In this episode, Max Reuter and William Schultz delve into their research on prompt refusal in large language models, with a specific focus on OpenAI's chatGPT. They share their findings on the reasons behind prompt refusal and the potential for predicting it.
Max and William's interest in prompt refusal was sparked during a machine learning class project, which motivated them to delve deeper into the topic. They developed a refusal classifier using the BERT model to determine whether chatGPT would refuse a given prompt or not. Impressively, the classifier achieved an accuracy rate of 96% in identifying prompt refusal.
During their investigation, the researchers also analyzed the features that were most indicative of prompt refusal. They discovered that mentions of demographic groups and controversial figures played a significant role in predicting refusal. However, they acknowledged the challenges of labeling data for prompt refusal and the potential biases that can arise from this process.
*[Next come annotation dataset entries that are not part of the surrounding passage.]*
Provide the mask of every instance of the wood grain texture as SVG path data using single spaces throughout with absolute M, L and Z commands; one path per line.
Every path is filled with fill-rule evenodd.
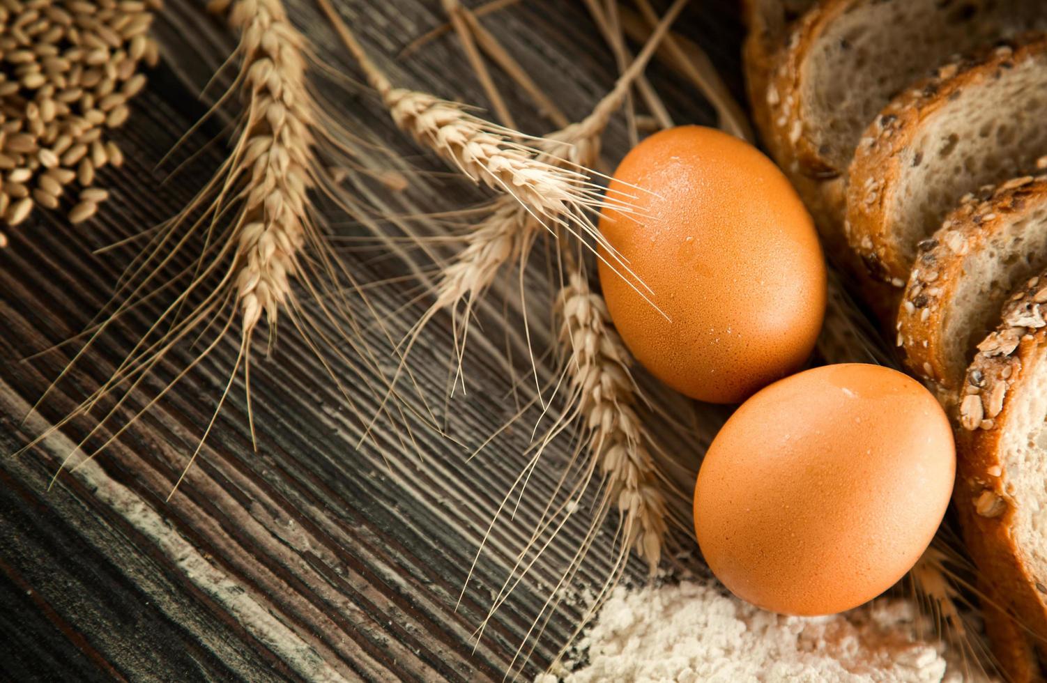
M 224 24 L 206 15 L 202 3 L 166 2 L 156 29 L 164 59 L 135 101 L 130 123 L 117 133 L 128 163 L 101 174 L 99 183 L 114 198 L 96 219 L 76 227 L 58 212 L 38 212 L 6 230 L 10 244 L 0 250 L 0 678 L 500 680 L 586 523 L 584 513 L 569 520 L 563 543 L 535 564 L 477 644 L 473 631 L 572 448 L 569 439 L 550 448 L 515 517 L 504 516 L 495 525 L 456 604 L 485 530 L 527 460 L 538 414 L 530 412 L 518 427 L 467 462 L 471 449 L 516 412 L 509 377 L 530 367 L 517 332 L 520 285 L 515 276 L 499 283 L 478 312 L 482 329 L 470 337 L 466 357 L 468 391 L 455 394 L 446 416 L 453 440 L 416 421 L 417 449 L 405 451 L 382 424 L 357 447 L 363 424 L 315 354 L 283 329 L 273 356 L 258 362 L 252 373 L 258 453 L 251 448 L 238 381 L 201 457 L 170 502 L 164 499 L 232 367 L 235 335 L 99 458 L 64 473 L 50 490 L 51 476 L 85 435 L 84 425 L 63 428 L 17 458 L 7 456 L 103 381 L 164 306 L 162 300 L 151 301 L 113 326 L 39 413 L 29 415 L 75 346 L 38 354 L 89 323 L 134 244 L 95 249 L 175 214 L 222 159 L 224 130 L 218 117 L 191 136 L 171 162 L 157 166 L 206 111 L 209 100 L 200 90 L 232 46 Z M 443 21 L 438 0 L 338 4 L 396 82 L 487 104 L 453 37 L 409 60 L 396 60 L 410 39 Z M 485 198 L 442 174 L 440 162 L 405 140 L 370 93 L 334 75 L 355 76 L 353 64 L 311 2 L 290 0 L 288 7 L 325 65 L 315 72 L 326 110 L 362 138 L 391 147 L 422 174 L 413 176 L 419 183 L 411 192 L 392 196 L 372 190 L 369 201 L 409 215 Z M 584 115 L 614 82 L 614 60 L 581 3 L 525 0 L 484 22 L 570 117 Z M 677 29 L 706 47 L 740 100 L 741 28 L 735 3 L 694 3 Z M 677 122 L 713 123 L 712 108 L 686 83 L 659 65 L 649 74 Z M 494 75 L 524 130 L 548 132 L 525 96 L 497 69 Z M 218 88 L 227 83 L 219 79 Z M 208 145 L 215 138 L 218 144 Z M 609 163 L 624 154 L 626 140 L 622 122 L 616 120 L 605 139 Z M 186 166 L 173 174 L 182 162 Z M 335 234 L 362 234 L 333 210 L 329 219 Z M 389 226 L 410 228 L 408 222 Z M 437 248 L 430 255 L 416 250 L 376 259 L 374 251 L 347 250 L 344 258 L 362 282 L 379 282 L 421 271 L 431 265 L 430 257 L 447 254 Z M 544 349 L 550 292 L 540 263 L 525 283 L 532 343 Z M 400 310 L 416 284 L 391 282 L 370 289 L 370 298 L 381 315 L 392 320 L 399 311 L 396 317 L 409 324 L 425 306 L 423 301 Z M 514 321 L 508 335 L 503 302 Z M 447 320 L 438 317 L 413 354 L 411 367 L 429 397 L 445 392 L 452 344 Z M 383 344 L 375 328 L 367 336 L 376 347 Z M 131 407 L 142 406 L 192 357 L 188 348 L 177 349 Z M 362 365 L 330 361 L 348 385 L 375 380 Z M 385 370 L 393 367 L 389 356 Z M 367 414 L 377 404 L 361 391 L 358 406 Z M 666 446 L 678 459 L 676 475 L 686 487 L 723 412 L 703 406 L 692 413 L 680 400 L 672 406 L 676 419 L 697 433 L 664 429 L 676 434 L 667 436 Z M 121 413 L 125 419 L 128 415 Z M 614 522 L 611 515 L 580 583 L 602 582 L 606 576 Z M 684 549 L 690 549 L 686 541 Z M 685 556 L 682 561 L 695 560 Z M 628 567 L 636 579 L 644 571 L 639 561 Z M 571 601 L 556 613 L 522 676 L 544 668 L 581 616 L 582 608 Z

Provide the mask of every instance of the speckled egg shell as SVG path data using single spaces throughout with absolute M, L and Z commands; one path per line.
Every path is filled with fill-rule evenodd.
M 713 440 L 694 490 L 698 545 L 753 604 L 842 612 L 913 567 L 955 473 L 949 420 L 921 384 L 879 366 L 816 368 L 755 394 Z
M 659 379 L 738 402 L 800 368 L 825 312 L 810 216 L 778 168 L 726 133 L 683 126 L 622 160 L 600 283 L 615 325 Z

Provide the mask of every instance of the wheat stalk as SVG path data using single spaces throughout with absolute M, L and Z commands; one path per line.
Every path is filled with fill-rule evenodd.
M 53 429 L 76 417 L 89 415 L 104 399 L 121 389 L 122 395 L 95 421 L 73 453 L 81 450 L 114 419 L 179 342 L 196 337 L 194 346 L 203 347 L 202 351 L 76 466 L 94 458 L 207 357 L 239 322 L 239 349 L 228 380 L 170 495 L 175 493 L 200 454 L 241 368 L 251 438 L 257 444 L 250 404 L 250 353 L 253 334 L 263 317 L 269 325 L 270 343 L 277 321 L 284 315 L 291 321 L 354 410 L 353 395 L 334 375 L 324 352 L 346 360 L 344 352 L 339 350 L 339 345 L 344 344 L 370 368 L 377 367 L 359 334 L 349 301 L 337 285 L 339 278 L 348 278 L 354 286 L 355 281 L 338 263 L 314 220 L 311 191 L 327 193 L 347 211 L 352 211 L 355 204 L 352 198 L 337 192 L 318 158 L 318 138 L 325 142 L 327 152 L 336 154 L 351 150 L 320 119 L 308 87 L 304 57 L 306 39 L 291 24 L 281 0 L 215 0 L 208 9 L 224 13 L 239 37 L 235 52 L 240 58 L 239 71 L 229 90 L 215 106 L 217 109 L 237 95 L 242 103 L 229 156 L 188 205 L 161 225 L 134 258 L 112 300 L 104 308 L 104 312 L 109 311 L 108 317 L 88 329 L 88 342 L 41 400 L 113 321 L 164 290 L 174 289 L 178 294 L 158 314 L 109 379 L 65 419 L 26 446 L 32 447 Z M 198 214 L 197 217 L 191 218 L 194 214 Z M 197 243 L 192 241 L 194 237 L 199 238 Z M 177 263 L 187 249 L 199 244 L 199 240 L 203 246 L 191 265 L 164 281 L 163 269 Z M 312 258 L 303 260 L 299 255 L 307 247 Z M 291 286 L 292 280 L 313 295 L 320 314 L 337 330 L 335 334 L 302 306 Z M 210 340 L 204 342 L 208 334 L 211 334 Z M 366 382 L 354 389 L 375 393 Z M 72 454 L 62 463 L 55 479 L 71 457 Z
M 327 0 L 318 1 L 321 5 L 327 3 Z M 563 172 L 573 177 L 577 174 L 575 169 L 586 169 L 596 163 L 600 155 L 600 140 L 610 120 L 610 116 L 622 106 L 622 103 L 628 95 L 631 84 L 643 73 L 643 69 L 655 52 L 659 41 L 666 35 L 672 21 L 678 15 L 680 10 L 683 9 L 686 0 L 676 0 L 673 6 L 670 7 L 643 50 L 620 75 L 615 87 L 597 103 L 588 116 L 536 140 L 537 147 L 528 153 L 532 154 L 529 158 L 530 163 L 534 168 L 551 170 L 554 173 Z M 332 21 L 336 23 L 340 22 L 336 14 L 333 17 Z M 346 31 L 347 42 L 351 45 L 356 44 L 352 34 L 348 32 L 348 28 L 346 28 Z M 359 45 L 356 45 L 359 48 Z M 358 49 L 357 51 L 359 52 L 358 59 L 361 60 L 361 63 L 366 62 L 366 54 L 362 50 Z M 364 67 L 364 71 L 373 75 L 372 85 L 379 92 L 383 92 L 391 87 L 381 72 L 373 65 Z M 419 97 L 423 96 L 420 93 L 413 94 Z M 406 97 L 407 95 L 405 94 L 404 96 Z M 388 104 L 387 97 L 386 104 Z M 394 118 L 396 118 L 396 107 L 391 107 L 391 109 L 394 112 Z M 458 111 L 459 113 L 464 113 L 461 110 Z M 467 114 L 465 116 L 467 119 L 469 118 Z M 451 123 L 447 123 L 443 127 L 419 128 L 415 126 L 408 127 L 408 129 L 416 131 L 427 130 L 427 135 L 439 136 L 449 134 L 453 138 L 459 138 L 460 135 L 455 131 L 460 130 L 460 125 L 464 125 L 467 129 L 470 125 L 473 125 L 462 124 L 461 120 L 453 123 L 453 117 L 449 120 Z M 487 135 L 487 133 L 477 133 L 477 135 Z M 471 145 L 466 147 L 471 147 Z M 465 169 L 466 167 L 462 168 Z M 480 166 L 474 170 L 476 173 L 480 173 L 480 169 L 482 168 Z M 536 175 L 542 175 L 543 173 Z M 470 177 L 475 178 L 476 176 Z M 404 342 L 401 343 L 401 345 L 405 345 L 405 350 L 401 356 L 401 367 L 406 362 L 410 349 L 428 322 L 441 310 L 453 310 L 452 328 L 456 331 L 454 344 L 459 362 L 458 372 L 454 375 L 455 379 L 452 381 L 449 391 L 453 391 L 459 378 L 462 379 L 464 385 L 462 358 L 465 352 L 469 330 L 469 316 L 472 307 L 476 300 L 490 288 L 504 265 L 512 260 L 518 260 L 518 265 L 522 271 L 526 267 L 531 246 L 542 228 L 549 228 L 554 235 L 565 234 L 582 241 L 585 241 L 586 237 L 592 236 L 594 241 L 603 247 L 602 252 L 593 248 L 598 254 L 598 258 L 604 260 L 611 269 L 623 274 L 628 274 L 629 278 L 627 281 L 630 286 L 647 300 L 651 306 L 654 306 L 653 302 L 649 299 L 649 290 L 643 285 L 636 273 L 632 272 L 629 266 L 618 257 L 614 247 L 599 235 L 599 230 L 596 229 L 591 219 L 584 214 L 579 214 L 575 210 L 570 208 L 566 200 L 560 201 L 555 205 L 548 202 L 538 205 L 529 204 L 525 197 L 526 195 L 507 193 L 495 198 L 488 216 L 468 233 L 465 239 L 465 247 L 442 269 L 437 278 L 433 286 L 432 304 L 419 318 L 418 323 L 405 334 Z M 606 203 L 612 204 L 616 211 L 623 211 L 624 213 L 632 212 L 626 201 L 607 200 Z M 574 227 L 576 224 L 581 224 L 583 229 L 581 232 L 576 229 Z M 550 228 L 551 225 L 553 226 L 552 228 Z M 464 311 L 459 312 L 458 306 L 463 301 L 467 303 Z M 535 367 L 533 354 L 532 369 L 534 370 L 536 389 L 540 393 L 538 371 Z M 394 376 L 394 385 L 398 376 L 399 371 Z
M 599 174 L 562 160 L 554 162 L 538 147 L 520 141 L 527 136 L 518 131 L 475 116 L 461 103 L 394 87 L 330 0 L 317 3 L 397 127 L 473 182 L 511 196 L 550 230 L 558 225 L 574 230 L 577 225 L 598 242 L 601 238 L 592 216 L 608 205 L 619 211 L 630 210 L 627 197 L 608 197 L 592 180 Z
M 668 530 L 667 506 L 648 449 L 650 436 L 637 414 L 632 356 L 584 272 L 570 273 L 557 301 L 571 395 L 588 432 L 589 458 L 604 478 L 607 498 L 617 501 L 625 545 L 636 548 L 653 576 Z

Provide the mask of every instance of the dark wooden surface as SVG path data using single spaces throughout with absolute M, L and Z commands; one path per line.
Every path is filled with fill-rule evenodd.
M 470 338 L 466 355 L 468 392 L 459 392 L 449 404 L 454 440 L 416 425 L 420 453 L 404 453 L 382 424 L 357 448 L 359 420 L 314 354 L 285 328 L 273 356 L 260 360 L 252 374 L 258 453 L 251 449 L 238 381 L 170 502 L 164 499 L 232 365 L 235 335 L 101 457 L 63 475 L 52 489 L 47 490 L 49 479 L 85 434 L 82 424 L 61 429 L 27 454 L 8 456 L 104 380 L 163 305 L 151 302 L 114 326 L 23 423 L 75 347 L 35 354 L 83 329 L 104 305 L 134 244 L 95 249 L 176 213 L 222 159 L 221 144 L 206 147 L 223 132 L 219 117 L 193 135 L 172 163 L 157 168 L 205 112 L 207 100 L 199 92 L 232 45 L 224 24 L 207 16 L 202 3 L 166 2 L 156 28 L 163 61 L 117 134 L 128 163 L 103 174 L 115 198 L 96 220 L 77 227 L 59 213 L 40 212 L 6 230 L 10 244 L 0 250 L 0 678 L 500 680 L 586 522 L 582 513 L 565 525 L 476 644 L 472 633 L 572 447 L 563 439 L 550 448 L 515 519 L 495 525 L 474 579 L 455 607 L 488 523 L 527 460 L 537 415 L 532 411 L 520 426 L 466 461 L 470 449 L 516 411 L 510 377 L 526 371 L 527 361 L 518 334 L 511 335 L 512 357 L 506 360 L 503 300 L 509 302 L 510 330 L 518 329 L 512 282 L 499 284 L 480 312 L 478 323 L 485 325 Z M 438 0 L 338 4 L 397 82 L 487 104 L 452 37 L 408 60 L 395 60 L 410 39 L 444 20 Z M 308 0 L 291 0 L 288 6 L 318 61 L 355 76 L 315 6 Z M 614 60 L 581 3 L 524 0 L 485 24 L 572 118 L 584 115 L 614 82 Z M 740 98 L 741 27 L 735 3 L 695 2 L 677 28 L 707 48 Z M 688 84 L 656 64 L 649 74 L 677 123 L 713 122 L 711 107 Z M 495 76 L 519 125 L 530 133 L 548 132 L 526 97 L 496 69 Z M 444 169 L 403 139 L 371 94 L 334 76 L 318 79 L 317 88 L 348 129 L 384 141 L 424 172 L 418 176 L 422 189 L 403 197 L 379 193 L 372 200 L 393 202 L 406 215 L 484 199 L 461 181 L 428 173 Z M 616 120 L 605 140 L 608 161 L 621 157 L 626 139 L 622 122 Z M 171 176 L 174 164 L 195 152 L 187 170 Z M 356 229 L 334 212 L 330 223 L 339 235 Z M 418 250 L 386 259 L 378 254 L 347 249 L 343 256 L 363 282 L 408 271 L 404 259 L 422 269 L 431 265 Z M 438 258 L 446 255 L 436 251 Z M 548 291 L 542 266 L 534 270 L 527 304 L 540 321 L 542 313 L 548 318 Z M 415 284 L 369 290 L 380 313 L 398 311 L 401 331 L 424 310 L 424 301 L 400 310 Z M 438 316 L 429 326 L 413 361 L 423 390 L 438 399 L 450 355 L 447 320 Z M 536 324 L 533 335 L 536 348 L 547 348 L 548 325 Z M 381 340 L 375 336 L 373 342 Z M 176 350 L 158 375 L 170 377 L 190 358 L 187 348 Z M 367 380 L 370 371 L 334 361 L 334 372 L 353 387 Z M 147 392 L 159 385 L 154 381 Z M 664 429 L 686 482 L 696 469 L 703 437 L 712 433 L 722 411 L 693 412 L 669 400 L 677 419 L 698 425 L 698 436 L 674 437 L 673 429 Z M 140 406 L 143 399 L 132 403 Z M 375 410 L 363 392 L 358 407 L 364 414 Z M 611 515 L 575 588 L 606 576 L 614 523 Z M 685 541 L 682 561 L 693 563 L 687 550 Z M 644 571 L 633 560 L 627 574 L 638 578 Z M 527 659 L 524 677 L 548 664 L 581 614 L 570 600 L 557 611 Z

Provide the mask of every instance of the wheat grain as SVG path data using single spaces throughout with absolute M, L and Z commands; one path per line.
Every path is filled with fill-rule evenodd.
M 172 289 L 177 295 L 170 306 L 161 309 L 147 333 L 109 379 L 65 419 L 27 446 L 35 446 L 70 420 L 89 415 L 104 399 L 120 389 L 122 395 L 107 414 L 94 421 L 94 426 L 77 447 L 81 450 L 88 439 L 115 418 L 135 390 L 179 342 L 195 337 L 194 346 L 202 347 L 202 350 L 196 352 L 197 355 L 176 373 L 174 379 L 131 419 L 112 431 L 101 446 L 85 456 L 85 460 L 90 460 L 207 357 L 239 321 L 239 349 L 228 381 L 170 495 L 175 493 L 200 454 L 241 368 L 244 371 L 248 424 L 251 439 L 257 443 L 250 402 L 251 340 L 263 318 L 269 326 L 270 343 L 279 320 L 285 316 L 290 320 L 354 411 L 354 395 L 335 376 L 326 354 L 348 361 L 340 349 L 346 346 L 358 354 L 358 360 L 369 370 L 380 374 L 376 370 L 374 354 L 359 333 L 346 291 L 339 285 L 339 278 L 349 279 L 353 286 L 355 281 L 337 262 L 313 219 L 310 191 L 314 189 L 327 193 L 346 211 L 352 212 L 357 206 L 352 197 L 337 193 L 326 179 L 326 166 L 318 159 L 317 135 L 322 136 L 327 142 L 325 149 L 335 157 L 334 160 L 348 161 L 344 154 L 352 149 L 350 142 L 318 123 L 318 108 L 308 88 L 304 58 L 306 39 L 292 26 L 281 0 L 217 0 L 208 8 L 225 13 L 229 25 L 239 36 L 236 48 L 240 58 L 239 72 L 232 81 L 232 89 L 219 100 L 221 104 L 239 95 L 242 102 L 230 155 L 188 205 L 153 233 L 152 239 L 125 271 L 110 305 L 104 309 L 103 313 L 108 312 L 108 317 L 89 327 L 85 333 L 89 336 L 88 342 L 44 396 L 113 321 L 164 290 Z M 118 107 L 112 111 L 117 110 Z M 342 153 L 341 157 L 339 153 Z M 64 154 L 71 154 L 75 157 L 72 160 L 81 163 L 90 157 L 104 157 L 113 164 L 122 161 L 118 149 L 98 138 L 81 138 L 80 144 L 70 144 Z M 65 174 L 55 174 L 57 171 L 65 171 Z M 68 169 L 52 169 L 48 174 L 52 174 L 53 182 L 59 184 L 71 181 L 76 175 Z M 104 195 L 97 191 L 85 191 L 83 201 L 73 210 L 75 217 L 80 219 L 93 213 L 96 202 L 103 198 Z M 194 243 L 193 238 L 197 236 L 203 245 L 192 259 L 192 265 L 171 280 L 162 280 L 169 277 L 161 274 L 166 266 L 177 263 L 175 259 L 187 249 L 196 248 L 198 242 Z M 312 258 L 304 263 L 299 260 L 299 252 L 306 247 L 310 247 Z M 302 307 L 292 289 L 292 280 L 299 282 L 314 296 L 319 314 L 335 329 L 336 336 L 332 336 L 314 320 L 313 314 Z M 207 335 L 210 335 L 209 340 L 204 342 Z M 362 379 L 354 391 L 357 394 L 371 392 L 376 397 L 380 395 L 367 379 Z M 403 415 L 402 412 L 400 415 Z M 402 441 L 401 445 L 408 447 Z M 62 463 L 55 478 L 67 464 L 68 460 Z
M 621 198 L 603 196 L 583 167 L 552 163 L 548 155 L 518 140 L 526 136 L 466 111 L 460 103 L 426 92 L 396 88 L 371 60 L 330 0 L 317 0 L 342 42 L 359 63 L 397 127 L 444 158 L 473 182 L 519 201 L 547 228 L 577 223 L 598 233 L 588 218 L 609 204 L 627 211 Z
M 0 182 L 8 199 L 0 214 L 9 225 L 28 218 L 35 204 L 60 205 L 62 185 L 72 178 L 55 182 L 51 171 L 79 163 L 81 186 L 94 182 L 95 169 L 108 158 L 81 159 L 89 146 L 103 146 L 104 128 L 127 120 L 129 100 L 146 84 L 139 64 L 156 65 L 159 52 L 147 31 L 160 6 L 159 0 L 4 4 Z M 106 145 L 115 149 L 112 141 Z M 35 202 L 26 201 L 30 195 Z M 90 214 L 77 205 L 69 219 L 76 223 Z
M 632 356 L 584 272 L 570 273 L 557 311 L 571 396 L 588 433 L 588 456 L 604 478 L 607 497 L 617 502 L 625 544 L 647 560 L 653 575 L 667 531 L 666 502 L 648 449 L 650 436 L 637 414 Z
M 326 0 L 320 0 L 320 2 L 326 2 Z M 536 156 L 532 157 L 532 162 L 542 168 L 564 171 L 566 173 L 574 173 L 572 169 L 585 169 L 596 163 L 600 156 L 600 140 L 611 114 L 622 106 L 629 92 L 630 85 L 643 73 L 643 69 L 654 53 L 659 41 L 664 37 L 669 25 L 683 8 L 683 5 L 684 0 L 677 0 L 669 12 L 666 13 L 666 16 L 652 35 L 651 40 L 618 79 L 615 87 L 597 103 L 588 116 L 581 122 L 571 124 L 563 129 L 551 133 L 537 141 Z M 353 40 L 351 35 L 349 40 Z M 363 56 L 362 59 L 365 60 L 366 57 Z M 372 71 L 377 73 L 376 79 L 379 79 L 373 85 L 381 92 L 383 87 L 387 87 L 387 82 L 383 85 L 381 79 L 384 76 L 373 68 L 369 70 L 369 72 Z M 419 95 L 419 93 L 414 94 Z M 395 111 L 396 109 L 394 108 Z M 395 113 L 394 116 L 396 116 Z M 443 127 L 432 127 L 430 133 L 435 135 L 443 134 L 446 131 L 456 130 L 458 125 L 447 124 Z M 631 211 L 622 201 L 608 200 L 608 204 L 614 205 L 616 211 L 623 213 Z M 584 229 L 582 232 L 575 229 L 573 225 L 577 224 L 578 221 L 570 220 L 571 218 L 581 219 L 580 222 L 584 226 Z M 606 255 L 601 255 L 600 258 L 604 259 L 614 269 L 620 269 L 628 273 L 630 276 L 630 285 L 644 299 L 648 299 L 648 292 L 644 291 L 644 286 L 640 279 L 617 256 L 611 245 L 599 237 L 596 226 L 587 218 L 577 213 L 572 213 L 572 210 L 566 207 L 565 202 L 560 202 L 558 207 L 548 204 L 542 207 L 535 207 L 528 205 L 519 195 L 506 194 L 495 198 L 489 216 L 469 233 L 465 241 L 465 248 L 441 272 L 433 288 L 435 301 L 432 305 L 420 318 L 419 323 L 408 332 L 408 337 L 410 338 L 408 349 L 427 322 L 438 311 L 453 309 L 460 302 L 468 299 L 470 303 L 467 305 L 464 313 L 466 323 L 461 326 L 458 324 L 454 325 L 455 329 L 461 330 L 460 339 L 456 340 L 461 360 L 468 331 L 467 321 L 472 303 L 491 286 L 495 276 L 506 263 L 514 258 L 518 258 L 520 267 L 522 268 L 526 265 L 530 246 L 534 243 L 538 230 L 542 227 L 549 227 L 550 222 L 556 225 L 555 234 L 564 233 L 578 239 L 584 239 L 586 236 L 596 236 L 596 242 L 603 247 L 603 251 Z M 637 285 L 634 283 L 640 284 Z M 651 305 L 653 306 L 653 303 Z M 404 359 L 406 359 L 406 353 L 404 354 Z M 459 365 L 461 372 L 461 362 Z M 537 375 L 537 370 L 535 370 L 535 374 Z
Looking ahead, Max and William proposed several future research directions. They suggested expanding the dataset to enhance the classifier's accuracy and exploring alternative approaches to improve its performance. Additionally, they emphasized the importance of transparency in the training process of large language models and advocated for open access to the models' ethical guidelines.
This episode sheds light on the intricate nature of prompt refusal in large language models, providing valuable insights and underscoring the need for further investigation and transparency in this field.
The creators of large language models impose restrictions on some of the types of requests one might make of them. LLMs commonly refuse to give advice on committing crimes, producting adult content, or respond with any details about a variety of sensitive subjects. As with any content filtering system, you have false positives and false negatives.
Today's interview with Max Reuter and William Schulze discusses their paper "I'm Afraid I Can't Do That: Predicting Prompt Refusal in Black-Box Generative Language Models". In this work, they explore what types of prompts get refused and build a machine learning classifier adept at predicting if a particular prompt will be refused or not.